Uitspraak
PROCESVERLOOP
OVERWEGINGEN
BESLISSING
- veroordeelt het Uwv in de kosten van appellant tot een bedrag van € 875,-;
- bepaalt dat het Uwv aan appellant het in beroep en hoger beroep betaalde griffierecht van in totaal € 185,- vergoedt.
Centrale Raad van Beroep
In deze zaak heeft appellant hoger beroep ingesteld tegen een uitspraak van de rechtbank Rotterdam van 22 november 2022. Het hoger beroep was gericht tegen de beslissing van het Uitvoeringsinstituut werknemersverzekeringen (Uwv) inzake een bezwaar van appellant. Na de indiening van het hoger beroep heeft het Uwv op 20 december 2023 een gewijzigde beslissing op bezwaar genomen, waarbij het volledig tegemoetkwam aan de bezwaren van appellant. Hierop heeft appellant op 22 december 2023 het hoger beroep ingetrokken en verzocht om een proceskostenveroordeling van het Uwv.

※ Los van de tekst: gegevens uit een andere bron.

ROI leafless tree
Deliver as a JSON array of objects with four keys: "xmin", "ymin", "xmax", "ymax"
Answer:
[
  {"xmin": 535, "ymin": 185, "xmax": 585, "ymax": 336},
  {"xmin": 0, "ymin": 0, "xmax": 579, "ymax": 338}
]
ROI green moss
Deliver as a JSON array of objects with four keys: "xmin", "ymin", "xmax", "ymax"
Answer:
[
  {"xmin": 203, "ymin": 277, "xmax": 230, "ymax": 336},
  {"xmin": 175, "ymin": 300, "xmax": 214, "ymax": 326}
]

De Centrale Raad van Beroep heeft in deze uitspraak geoordeeld dat, nu het Uwv volledig aan de bezwaren van appellant is tegemoetgekomen, het Uwv op verzoek van appellant veroordeeld kan worden in de proceskosten. De Raad heeft vastgesteld dat de kosten die appellant redelijkerwijs heeft moeten maken in verband met de behandeling van het hoger beroep € 875,- bedragen. Dit bedrag is gebaseerd op de punten die zijn toegekend voor de indiening van de hoger beroepsgronden, met een waarde per punt van € 875,-.
Daarnaast heeft de Raad bepaald dat het Uwv het in beroep en hoger beroep betaalde griffierecht van in totaal € 185,- aan appellant moet vergoeden. De uitspraak is gedaan door M.E. Fortuin, in tegenwoordigheid van S.S. Blok als griffier, en is openbaar uitgesproken op 19 september 2024.